Mais les torchères font partie du problème. Les compagnies pétrolières les utilisent pour brûler le gaz qui se dégage du sol lorsqu'elles forent pour trouver du pétrole. Les torchères, qui s'élèvent à 6 mètres de haut, sont une source importante d'émissions de CO2, qui contribuent au changement climatique.
Le changement climatique a eu un impact dévastateur ici, transformant des terres fertiles en déserts dans le nord, tandis que des inondations soudaines ont frappé le sud. Les gens ne se souviennent pas d'avoir connu des conditions météorologiques aussi extrêmes dans leur enfance.
"La plupart des gens ici ne sont pas assez bien informés pour expliquer pourquoi le climat change rapidement", explique Joy. "Mais nous nous méfions des torchères qui ne cessent de fonctionner". Elle souhaite que le gouvernement interdise le torchage du gaz, même si elle en dépend pour faire vivre sa famille.
Presque aucune des richesses pétrolières n'a été réinvestie au Nigeria, où 98 millions de personnes vivent dans la pauvreté. Cela inclut Joy et sa famille. Pour cinq jours de travail, ils font 4 £ de bénéfice.
Elle n'est pas optimiste quant à l'avenir. "Je pense que la vie [sur Terre] touche maintenant à sa fin."
'Cette chaleur n'est pas normale'
Il y a six ans, Om Naief a commencé à planter des arbres sur une parcelle de désert près d'une autoroute. Fonctionnaire à la retraite au Koweït, elle était préoccupée par les températures estivales de plus en plus rigoureuses et l'aggravation des tempêtes de poussière."J'ai parlé à des fonctionnaires. Ils m'ont tous dit qu'il était impossible de planter quoi que ce soit dans le sable", raconte-t-elle. "Ils ont dit que la terre était sablonneuse et que la température était trop élevée. Je voulais faire quelque chose qui étonnerait tout le monde."
Om vit au Moyen-Orient, qui se réchauffe plus rapidement que la majeure partie du monde. Le Koweït s'oriente vers des températures insupportables - il y fait régulièrement plus de 50C. Selon certaines prévisions, les températures moyennes augmenteront de 4 °C d'ici 2050. Pourtant, l'économie du Koweït est dominée par les exportations de combustibles fossiles.
Les deux parcelles plantées par Om sont modestes, mais elles servent un objectif. "Les arbres repoussent la poussière, éliminent la pollution, purifient l'air et font baisser les températures", explique-t-elle. Des hérissons et des lézards à queue épineuse fréquentent désormais le site. "Il y a de l'eau fraîche et de l'ombre. C'est une chose magnifique."

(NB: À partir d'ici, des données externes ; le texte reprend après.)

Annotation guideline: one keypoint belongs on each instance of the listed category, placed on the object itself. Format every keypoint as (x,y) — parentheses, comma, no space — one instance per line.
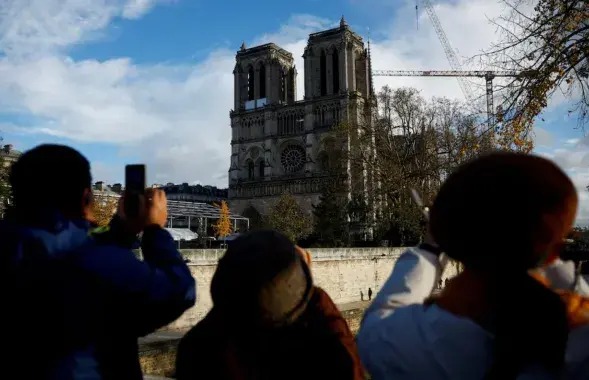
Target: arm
(144,295)
(383,331)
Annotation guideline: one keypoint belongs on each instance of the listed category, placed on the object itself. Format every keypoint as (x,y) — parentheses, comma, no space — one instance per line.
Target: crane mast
(450,54)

Certains Koweïtiens appellent désormais le gouvernement à planter une ceinture verte à grande échelle. Leur espoir commun est que le Koweït soit prêt à prendre position contre la crise climatique. Om dit qu'ils doivent protéger la terre et ne pas la laisser se dessécher.
"Cette chaleur n'est pas normale", conclut Om. "C'est la terre de nos pères. Nous devons lui rendre la pareille, car elle nous a beaucoup donné."